Artificial intelligence won’t be training AI anytime soon, says the CEO of a data labeling startup.
On an episode of the “20VC” podcast released last week, Matt Fitzpatrick, the CEO of Invisible Technologies, said that one of the biggest misconceptions in the AI training industry is that humans won’t be needed in a few years.
“When I first started this job, the main push back I always got was that synthetic data will take over and you just will not need human feedback two to three years from now,” said Fitzpatrick, who joined the startup last year. “From first principles, that actually doesn’t make very much sense.”
Synthetic data refers to data that is artificially created. It is used for training AI or machine learning models, mostly where real data is scarce or can’t be used because of privacy concerns. Human feedback, on the other hand, asks real people to filter, rank, and train AI responses.

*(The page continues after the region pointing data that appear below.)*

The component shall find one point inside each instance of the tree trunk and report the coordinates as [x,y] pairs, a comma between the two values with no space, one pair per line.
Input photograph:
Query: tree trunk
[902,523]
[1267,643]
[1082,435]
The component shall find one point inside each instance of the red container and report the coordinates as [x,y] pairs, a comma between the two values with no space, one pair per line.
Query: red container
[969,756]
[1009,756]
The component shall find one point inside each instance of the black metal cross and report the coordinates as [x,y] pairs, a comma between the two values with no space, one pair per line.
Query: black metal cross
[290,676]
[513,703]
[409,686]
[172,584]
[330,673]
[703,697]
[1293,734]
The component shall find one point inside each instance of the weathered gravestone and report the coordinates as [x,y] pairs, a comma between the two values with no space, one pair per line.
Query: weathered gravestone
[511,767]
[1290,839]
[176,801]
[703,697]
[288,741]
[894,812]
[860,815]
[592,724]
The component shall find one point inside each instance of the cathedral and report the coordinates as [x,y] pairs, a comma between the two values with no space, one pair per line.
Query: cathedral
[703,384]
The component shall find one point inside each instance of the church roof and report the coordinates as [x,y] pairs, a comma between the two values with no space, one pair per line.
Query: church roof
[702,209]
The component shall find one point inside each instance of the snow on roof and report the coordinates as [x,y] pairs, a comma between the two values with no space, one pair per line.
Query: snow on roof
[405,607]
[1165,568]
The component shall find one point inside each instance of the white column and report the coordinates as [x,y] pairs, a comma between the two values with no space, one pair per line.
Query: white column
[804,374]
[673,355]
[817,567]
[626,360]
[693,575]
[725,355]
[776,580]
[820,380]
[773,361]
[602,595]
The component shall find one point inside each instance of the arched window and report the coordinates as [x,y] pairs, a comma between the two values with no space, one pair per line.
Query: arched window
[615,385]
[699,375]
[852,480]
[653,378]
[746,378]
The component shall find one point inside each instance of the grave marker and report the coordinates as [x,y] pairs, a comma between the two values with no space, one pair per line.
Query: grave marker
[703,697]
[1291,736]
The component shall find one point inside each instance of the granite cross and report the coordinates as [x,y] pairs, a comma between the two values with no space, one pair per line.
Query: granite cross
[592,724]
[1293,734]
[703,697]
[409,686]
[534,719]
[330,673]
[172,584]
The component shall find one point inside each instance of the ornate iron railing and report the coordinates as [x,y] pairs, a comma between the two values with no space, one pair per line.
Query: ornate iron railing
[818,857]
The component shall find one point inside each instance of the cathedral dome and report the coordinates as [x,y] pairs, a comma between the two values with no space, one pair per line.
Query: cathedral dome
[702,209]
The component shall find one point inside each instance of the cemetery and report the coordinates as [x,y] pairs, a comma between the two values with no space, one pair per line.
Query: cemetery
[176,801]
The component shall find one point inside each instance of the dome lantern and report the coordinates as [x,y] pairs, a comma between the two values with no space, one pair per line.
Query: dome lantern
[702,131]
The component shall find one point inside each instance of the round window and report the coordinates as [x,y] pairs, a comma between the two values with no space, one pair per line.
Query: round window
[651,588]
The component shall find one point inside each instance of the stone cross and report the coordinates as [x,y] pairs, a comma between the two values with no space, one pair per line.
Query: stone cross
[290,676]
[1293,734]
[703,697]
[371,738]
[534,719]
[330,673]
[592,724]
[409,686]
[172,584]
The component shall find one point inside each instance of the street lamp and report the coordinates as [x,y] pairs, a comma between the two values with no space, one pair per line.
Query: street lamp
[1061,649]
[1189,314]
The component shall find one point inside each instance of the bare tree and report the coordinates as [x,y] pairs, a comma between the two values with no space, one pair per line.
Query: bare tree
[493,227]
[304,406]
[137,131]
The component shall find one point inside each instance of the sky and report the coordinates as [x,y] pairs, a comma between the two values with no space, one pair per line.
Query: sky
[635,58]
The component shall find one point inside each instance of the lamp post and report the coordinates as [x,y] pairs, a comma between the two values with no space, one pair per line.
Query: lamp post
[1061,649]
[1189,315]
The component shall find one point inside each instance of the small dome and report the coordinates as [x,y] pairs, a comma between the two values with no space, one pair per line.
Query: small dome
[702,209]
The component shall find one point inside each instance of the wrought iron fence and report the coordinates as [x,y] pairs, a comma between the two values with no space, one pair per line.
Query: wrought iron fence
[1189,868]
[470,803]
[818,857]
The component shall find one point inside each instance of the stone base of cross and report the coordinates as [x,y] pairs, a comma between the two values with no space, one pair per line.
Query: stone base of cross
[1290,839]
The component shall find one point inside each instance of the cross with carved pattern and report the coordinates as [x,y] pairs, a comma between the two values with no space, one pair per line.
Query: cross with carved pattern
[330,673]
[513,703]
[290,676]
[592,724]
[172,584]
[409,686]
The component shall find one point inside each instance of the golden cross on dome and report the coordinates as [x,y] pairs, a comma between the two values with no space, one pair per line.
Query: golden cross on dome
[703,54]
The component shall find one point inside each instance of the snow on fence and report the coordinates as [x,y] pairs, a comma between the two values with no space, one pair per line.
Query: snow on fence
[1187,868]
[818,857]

On the podcast, Fitzpatrick said that there are too many kinds of tasks for AI to accomplish in the world, and it would take a long time to do them accurately with language and cultural context in mind. For example, the legal industry contains vast amounts of nonpublic information.
“On the GenAI side, you are going to need humans in the loop for decades to come,” he said. “And I think that is something that most people are starting to realize.”
Fitzpatrick was previously a senior partner at McKinsey, where he led QuantumBlack Labs, the firm’s AI research and software development arm.
Invisible, which raised $100 million in September at a $2 billion valuation, competes with data labeling companies such as Scale AI and Surge AI. These startups have raised billions in the past year as tech giants race to secure the data needed to train their AI models. They hire millions of human contractors, who help teach the models math, science, coding, and characteristics such as humor and empathy.
Fitzpatrick joins the CEOs of other data labeling startups in saying that the industry will continue to require human effort.
In September, the CEO of Mercor, Brendan Foody, said that the most important aspect of the business was data quality and “having phenomenal people that you treat incredibly well.”
In July, the CEO of Handshake, a job platform that pivoted into AI training last year, said that humans will still be needed to train AI, but who makes the cut is changing.
Garrett Lord said the data annotation industry is shifting from requiring generalists to highly specialized experts, including in math and science.
“Now these models have kind of sucked up the entirety of the entire corpus of the internet and every book and video,” Lord said on a podcast. “They’ve gotten good enough where, like, generalists are no longer needed.”